Así, descafeinada, me fui al médico porque según yo tenía la peor pega de mi vida (esa enfermedad que nos da solo a los ticos). Al día siguiente me iban a llegar a sobar, pero eso no sucedió, porque la pega no era tal.
Aquella supuesta pega está creciendo, ya tiene formadas sus extremidades, las orejas en su lugar, una nariz perfecta, unos pies enormes como los de su bisabuela Alice, un corazón que va a mil por hora y, cuando se mueve, siento como si me estuvieran haciendo palomitas de maíz en el vientre.
Es la primera vez que siento que no tengo palabras suficientes, a mí que me gusta escribir. Lágrimas, amor, susto, felicidad, incredulidad, emoción…: eso lo resume, pero no lo dimensiona.
Por supuesto, de entrada no creí el resultado del laboratorio, ni a los médicos, ni a mi novio, que sospechó desde que notó mi asco por el café que yo tanto adoraba. Fue hasta aquel primer ultrasonido, cuando oímos su corazón, 156 latidos por minuto.
Desde entonces, cada día es una nueva emoción. La más hermosa: el amor. Mi bebé está rodeada de gente que la ama desde el día cero.
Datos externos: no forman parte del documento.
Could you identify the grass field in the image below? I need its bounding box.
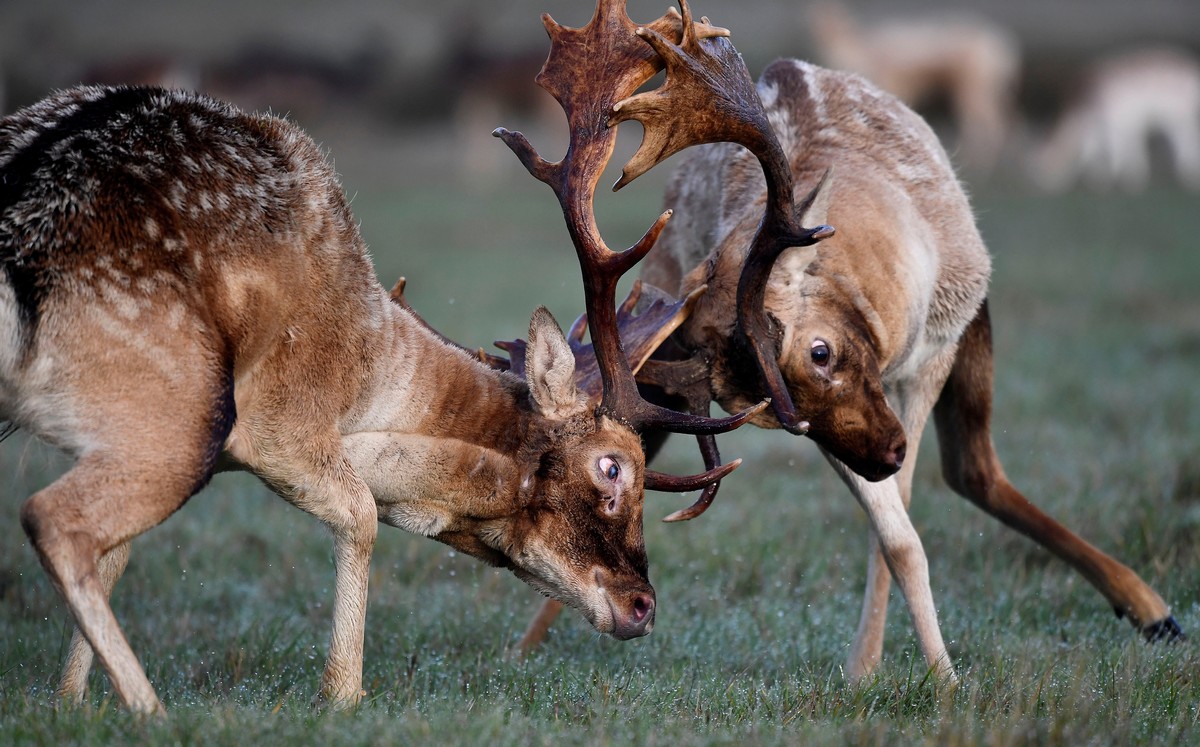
[0,120,1200,746]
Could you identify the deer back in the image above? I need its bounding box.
[0,86,653,637]
[643,60,990,477]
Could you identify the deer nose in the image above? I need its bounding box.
[610,592,654,640]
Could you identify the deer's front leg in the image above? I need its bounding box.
[256,434,378,709]
[827,455,958,683]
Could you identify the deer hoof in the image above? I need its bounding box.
[1141,615,1188,644]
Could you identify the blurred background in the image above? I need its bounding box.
[0,0,1200,189]
[0,0,1200,333]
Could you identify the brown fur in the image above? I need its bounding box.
[522,60,1181,680]
[0,88,654,711]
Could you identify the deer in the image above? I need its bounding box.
[0,73,766,715]
[808,2,1021,175]
[504,0,1184,685]
[1030,47,1200,192]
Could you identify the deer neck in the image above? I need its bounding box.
[343,291,532,450]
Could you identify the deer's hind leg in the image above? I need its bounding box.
[934,304,1183,640]
[59,542,130,705]
[20,349,234,712]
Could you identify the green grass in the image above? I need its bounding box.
[0,152,1200,746]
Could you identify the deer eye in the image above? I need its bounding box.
[596,456,620,483]
[809,340,829,369]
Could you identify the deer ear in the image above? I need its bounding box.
[526,306,587,419]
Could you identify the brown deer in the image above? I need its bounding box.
[808,2,1021,174]
[513,0,1182,681]
[0,77,750,712]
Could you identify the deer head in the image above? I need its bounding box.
[566,2,905,479]
[494,0,766,523]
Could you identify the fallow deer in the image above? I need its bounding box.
[809,2,1021,174]
[1030,47,1200,192]
[0,79,751,712]
[513,0,1182,681]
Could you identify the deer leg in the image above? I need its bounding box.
[59,542,130,706]
[934,305,1183,640]
[826,463,958,683]
[20,444,218,713]
[846,353,954,680]
[846,528,892,682]
[250,432,378,709]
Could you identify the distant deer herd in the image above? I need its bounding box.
[0,0,1187,713]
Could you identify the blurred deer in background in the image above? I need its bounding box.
[0,79,756,712]
[1030,48,1200,192]
[809,2,1021,174]
[513,0,1182,681]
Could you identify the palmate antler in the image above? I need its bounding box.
[494,0,833,520]
[494,0,766,504]
[611,0,834,434]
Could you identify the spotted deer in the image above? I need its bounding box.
[0,79,752,712]
[513,0,1182,682]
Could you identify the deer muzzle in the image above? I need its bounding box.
[595,569,654,640]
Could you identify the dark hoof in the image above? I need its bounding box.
[1141,616,1188,644]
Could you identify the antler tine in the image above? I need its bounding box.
[612,4,834,434]
[493,0,760,434]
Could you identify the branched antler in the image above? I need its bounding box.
[611,2,834,434]
[496,0,758,434]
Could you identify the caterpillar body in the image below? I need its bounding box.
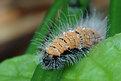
[43,27,99,69]
[36,8,107,70]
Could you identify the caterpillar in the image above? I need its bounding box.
[36,8,107,70]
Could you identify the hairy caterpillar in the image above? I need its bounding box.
[35,7,107,70]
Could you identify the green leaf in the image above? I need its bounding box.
[0,55,40,81]
[61,34,121,81]
[107,0,121,37]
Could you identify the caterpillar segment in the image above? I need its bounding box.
[43,28,99,70]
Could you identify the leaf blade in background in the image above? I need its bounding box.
[0,55,40,81]
[107,0,121,37]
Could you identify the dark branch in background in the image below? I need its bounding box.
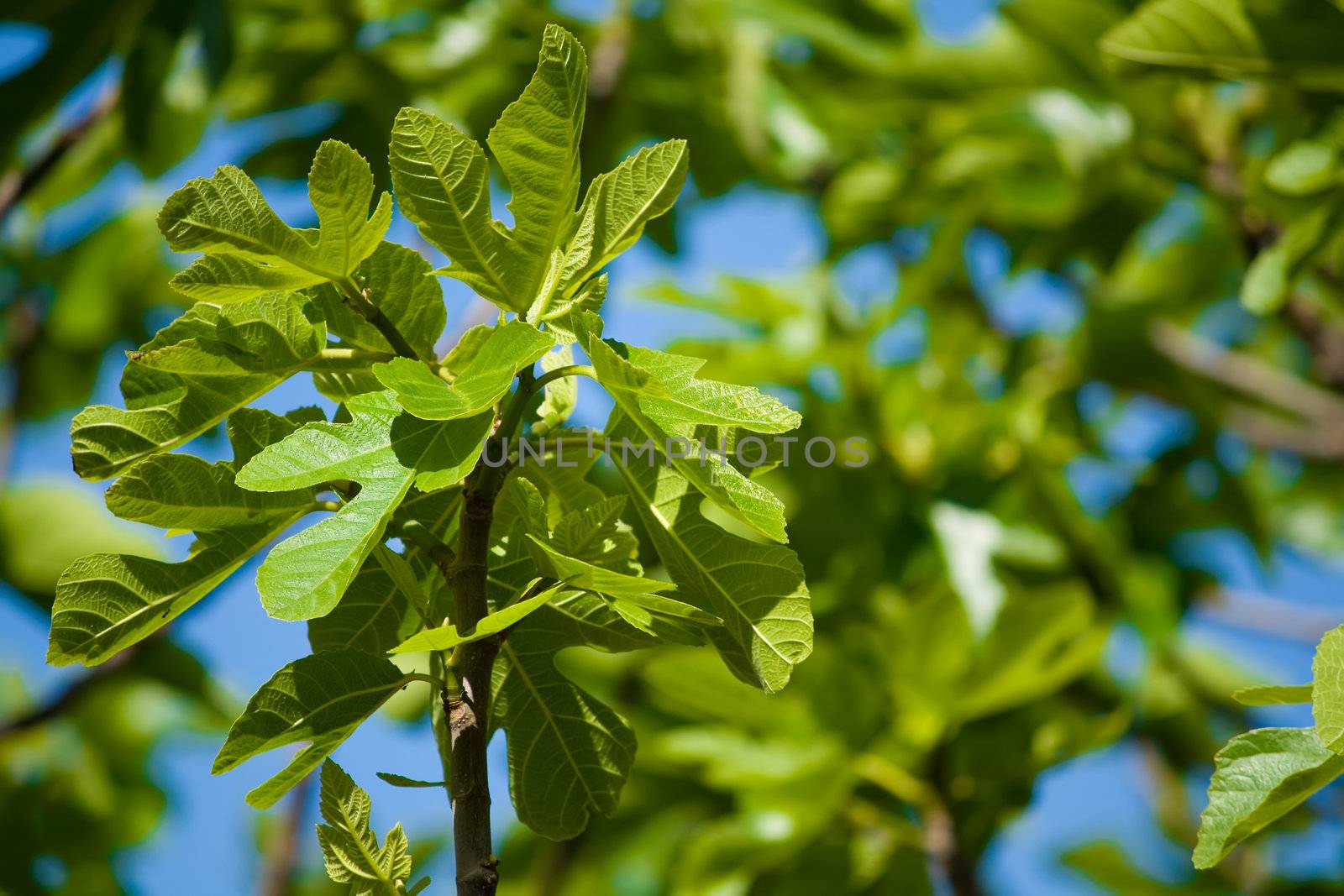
[1151,322,1344,458]
[1284,294,1344,388]
[258,773,313,896]
[923,741,984,896]
[0,87,119,482]
[0,639,144,740]
[0,87,119,222]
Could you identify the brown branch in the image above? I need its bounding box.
[260,773,313,896]
[444,466,500,896]
[0,87,119,222]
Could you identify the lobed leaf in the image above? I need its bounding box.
[492,632,634,840]
[309,242,448,360]
[307,545,423,654]
[388,107,528,312]
[211,650,415,809]
[607,421,811,693]
[1194,728,1344,867]
[70,293,325,479]
[47,410,313,665]
[159,139,392,302]
[589,338,800,542]
[486,24,587,302]
[551,139,690,318]
[238,391,493,621]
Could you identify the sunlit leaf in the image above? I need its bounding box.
[159,139,392,302]
[211,650,424,809]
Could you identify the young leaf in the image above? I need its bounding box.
[318,759,412,896]
[609,421,811,693]
[589,338,800,542]
[533,345,580,435]
[388,109,518,312]
[375,771,446,789]
[307,545,423,654]
[486,24,587,302]
[1232,685,1312,706]
[1310,626,1344,753]
[238,392,493,621]
[528,535,676,598]
[543,139,688,310]
[1194,728,1344,867]
[159,139,392,302]
[374,321,555,421]
[211,650,415,809]
[70,294,325,479]
[388,583,571,652]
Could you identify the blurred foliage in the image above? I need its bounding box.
[8,0,1344,894]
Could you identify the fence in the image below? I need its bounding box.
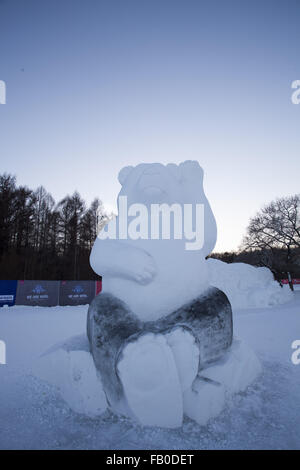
[0,280,102,307]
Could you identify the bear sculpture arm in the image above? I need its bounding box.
[90,238,156,284]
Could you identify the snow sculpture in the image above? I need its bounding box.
[87,161,258,427]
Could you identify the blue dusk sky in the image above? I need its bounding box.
[0,0,300,251]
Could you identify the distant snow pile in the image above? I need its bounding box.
[207,258,293,309]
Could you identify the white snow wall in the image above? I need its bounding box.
[207,258,293,309]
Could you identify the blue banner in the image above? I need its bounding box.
[0,281,18,307]
[16,281,59,307]
[59,281,96,305]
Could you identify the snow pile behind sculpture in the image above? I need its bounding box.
[207,258,293,309]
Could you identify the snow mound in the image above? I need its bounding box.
[33,334,262,428]
[207,258,293,309]
[33,342,107,417]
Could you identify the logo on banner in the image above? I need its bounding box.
[68,284,87,299]
[26,284,49,300]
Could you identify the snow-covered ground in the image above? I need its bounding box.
[0,292,300,450]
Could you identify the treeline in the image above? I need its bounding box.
[0,174,108,280]
[211,194,300,279]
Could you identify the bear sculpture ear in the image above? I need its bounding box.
[166,163,181,181]
[118,166,133,186]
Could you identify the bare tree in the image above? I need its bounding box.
[242,194,300,267]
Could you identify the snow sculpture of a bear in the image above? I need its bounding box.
[87,161,232,427]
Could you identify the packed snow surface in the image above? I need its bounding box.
[0,293,300,450]
[206,258,292,309]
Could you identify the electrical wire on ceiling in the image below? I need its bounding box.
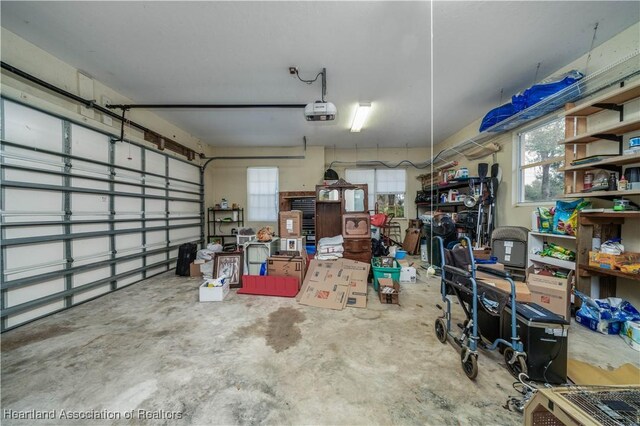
[329,160,431,169]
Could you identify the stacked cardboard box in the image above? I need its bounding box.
[278,210,302,238]
[296,259,370,310]
[527,267,573,321]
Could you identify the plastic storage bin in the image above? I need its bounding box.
[371,257,402,291]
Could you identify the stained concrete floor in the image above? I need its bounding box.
[1,256,640,425]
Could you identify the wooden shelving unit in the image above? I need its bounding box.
[559,81,640,198]
[560,118,640,145]
[579,265,640,281]
[576,211,640,298]
[561,153,640,172]
[564,80,640,117]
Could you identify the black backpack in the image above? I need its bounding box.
[176,243,198,277]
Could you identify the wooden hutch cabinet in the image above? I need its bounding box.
[315,180,371,263]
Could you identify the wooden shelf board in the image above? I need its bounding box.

Hay quienes se alegraron más que otros. Por ejemplo, mis amigas: sobraron los abrazos, los buenos deseos, ya me tienen planeados varios baby showers , han comprado regalos para la bebé, me llevan a comer solo para ver cuánto me ha crecido la panza y me escriben tan seguido como pueden. Las mujeres son personas solidarias.
Me gustaría decir lo mismo de los hombres, pero parece que el género masculino reacciona diferente (con sus excepciones, claro). “Se le acabó la fiesta, dígale adiós a la moto, al carro 4x4, a los paseos a la montaña, perdimos un amigo”, fueron algunas de las frases que le dijeron a mí novio. Ah, y aquel que insinuó que iba a tener que aprender a jugar casita porque la bebé es mujer. Qué lástima que los hombres vivan de la chota. Ni modo, mi novio esquiva bromas mientras yo recibo invitaciones a cenar. A veces, la vida es cruel para los hombres.
Mis suegros y mis padres son los abuelos primerizos más felices que conozco y, desde ahora, planean los viajes a la playa, llevarla a volar papalotes, comprarle un trampolín. Hace unas semanas, mami me escribió un mensaje: “Hice la clase de natación pensando en mi nieta y me fue muy bien”. ¿Cómo no llorar?
También están mis abuelas, mi cuñada, mi hermano, mis primas, mis tías, mis amigos, mis chicas. Todas esas personas que me dan confianza, que conforman una red de apoyo fundamental en esta nueva aventura y que me escriben para saber si me tienen que complacer con algún antojo (como aún no me han dado, yo me los invento).
Está el papá, un hombre maravilloso que me topé en la vida y que sueña con verla crecer para compartir con ella su pasión por los carros y las motos, para que nos acompañe a los paseos a ríos y montañas, para que juegue con nuestros perros. Yo me los imagino a los dos jugando a la mecánica. Ajá: a la mecánica y no a la casita.
Escogerle nombre fue un tema complicado. No se podía llamar como nadie en la familia (y mi familia es grande) y mucho menos como alguna exnovia de Rafa (sin querer queriendo, me di cuenta de cómo se llamaban varias). Finalmente, mi cuñada nos sugirió un nombre que nos encantó a ambos. Juliana acaba de cumplir su semana 18.